134/2005 Sb.
FIND
The Constitutional Court
On behalf of the United States
The Constitutional Court ruled on 25 April. January 2005 in plenary in the composition of JUDr.
Francis Skinner, JUDr. Turgut Güttler, JUDr. Pavel Holländer, JUDr.
Ivana Janů, JUDr. Dagmar Lastovecká, JUDr. Jiří Mucha, JUDr. Jan Musil,
JUDr. Jiří Nykodým, JUDr. Pavel Rychetský, JUDr. Miloslav Výborný,
JUDr. Elisabeth Wagner, JUDr. Michael April on the proposal of the regional
Court in Prague on the repeal of section 98 para. 4 of Act No. 458/2000 Coll., on the
terms and conditions of business and the performance of State administration in the energy sectors
and on amendments to certain acts (the Energy Act),
as follows:
The design of the regional court in Prague to repeal the provisions of § 98 para. 4 of the law
No. 458/2000 Coll. is rejected.
Justification
(I).
The definition of things and a recap of the proposal
The Constitutional Court was dated 17.5.2004 served by the regional court in Prague
to cancel the provisions of § 98 para. 4 of Act 458/2000 Coll., on conditions for
business and public administration in energy sectors and amending
Some laws (Energy Act), and for his conflict with the article. 11
paragraph. 4 of the Charter of fundamental rights and freedoms ("the Charter").

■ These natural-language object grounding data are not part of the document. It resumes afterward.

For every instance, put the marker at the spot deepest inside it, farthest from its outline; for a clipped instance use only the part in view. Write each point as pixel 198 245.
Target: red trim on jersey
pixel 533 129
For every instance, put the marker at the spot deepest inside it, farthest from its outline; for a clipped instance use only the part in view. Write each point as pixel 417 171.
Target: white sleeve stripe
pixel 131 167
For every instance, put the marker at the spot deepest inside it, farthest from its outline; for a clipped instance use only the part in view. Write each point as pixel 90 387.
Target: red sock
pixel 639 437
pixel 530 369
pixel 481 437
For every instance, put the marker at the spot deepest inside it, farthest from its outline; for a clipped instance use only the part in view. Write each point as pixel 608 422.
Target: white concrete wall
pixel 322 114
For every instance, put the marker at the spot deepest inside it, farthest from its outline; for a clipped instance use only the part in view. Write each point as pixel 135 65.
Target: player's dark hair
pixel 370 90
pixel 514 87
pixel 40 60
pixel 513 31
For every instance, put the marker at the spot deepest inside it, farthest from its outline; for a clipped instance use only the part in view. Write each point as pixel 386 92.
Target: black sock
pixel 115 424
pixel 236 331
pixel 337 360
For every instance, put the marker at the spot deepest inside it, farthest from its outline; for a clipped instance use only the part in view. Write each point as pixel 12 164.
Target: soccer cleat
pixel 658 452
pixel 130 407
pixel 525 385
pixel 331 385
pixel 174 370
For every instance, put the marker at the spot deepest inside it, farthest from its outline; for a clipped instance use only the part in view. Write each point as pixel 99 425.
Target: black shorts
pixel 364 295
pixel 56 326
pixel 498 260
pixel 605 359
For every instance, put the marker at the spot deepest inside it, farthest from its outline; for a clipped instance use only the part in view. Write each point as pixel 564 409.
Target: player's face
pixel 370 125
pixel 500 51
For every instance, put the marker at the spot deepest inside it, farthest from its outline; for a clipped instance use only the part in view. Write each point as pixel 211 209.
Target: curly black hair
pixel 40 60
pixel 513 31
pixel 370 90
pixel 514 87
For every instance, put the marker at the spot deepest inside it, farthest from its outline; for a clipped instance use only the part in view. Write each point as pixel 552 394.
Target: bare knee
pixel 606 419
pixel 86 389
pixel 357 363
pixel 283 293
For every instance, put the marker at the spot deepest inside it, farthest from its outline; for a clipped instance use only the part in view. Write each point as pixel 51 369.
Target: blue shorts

In proceedings in the District Court in the affirmative under SP. zn. 19 C 164/2001
the action was discussed in p. against the defendant T., s. r. o., of payment
the amount of $350. The subject of the dispute was the alleged claim of the plaintiff for the release
unjust enrichment in the amount of $9,000, which should represent a
compensation for the use of non-residential premises in the House owned by the defendants
the Prosecutor, for a period of one month. The defendant company argued that
is the holder of a licence for the establishment and operation of heat distribution equipment,
and in the object, the Prosecutor has the heat exchanger station. This heat exchange station
was put into operation in 1970, and is binding on the property as a legal
an easement. The operation of the activity that corresponds to the permission of the
easement, there is no defendant to unjust enrichment. The Court of first
instance dismissed, when he gave a right argument of the defendant
party. The Prosecutor has appealed and a regional court in Prague
the judgment of 6.11.2002 No. 30 What 351/2002-57 judgment of the Court
of first instance confirmed, as with totally identified with the legal opinions
contained in the judgment provides for.
On the basis of the constitutional complaint, the plaintiff was the judgment of the Court of appeal
cancelled finding SP. zn. I. ÚS 137/03 dated 18.11.2003 (collection of findings and
the resolution of the Constitutional Court, volume 31, finding no 135). The Constitutional Court
expressed the view that article. 1 of the Constitution of the Czech Republic (hereinafter referred to as "the Constitution"),
that is a fundamental interpretative guide the activities of all bodies of State
the power of the United States, it can be inferred that, even while maintaining the (essential)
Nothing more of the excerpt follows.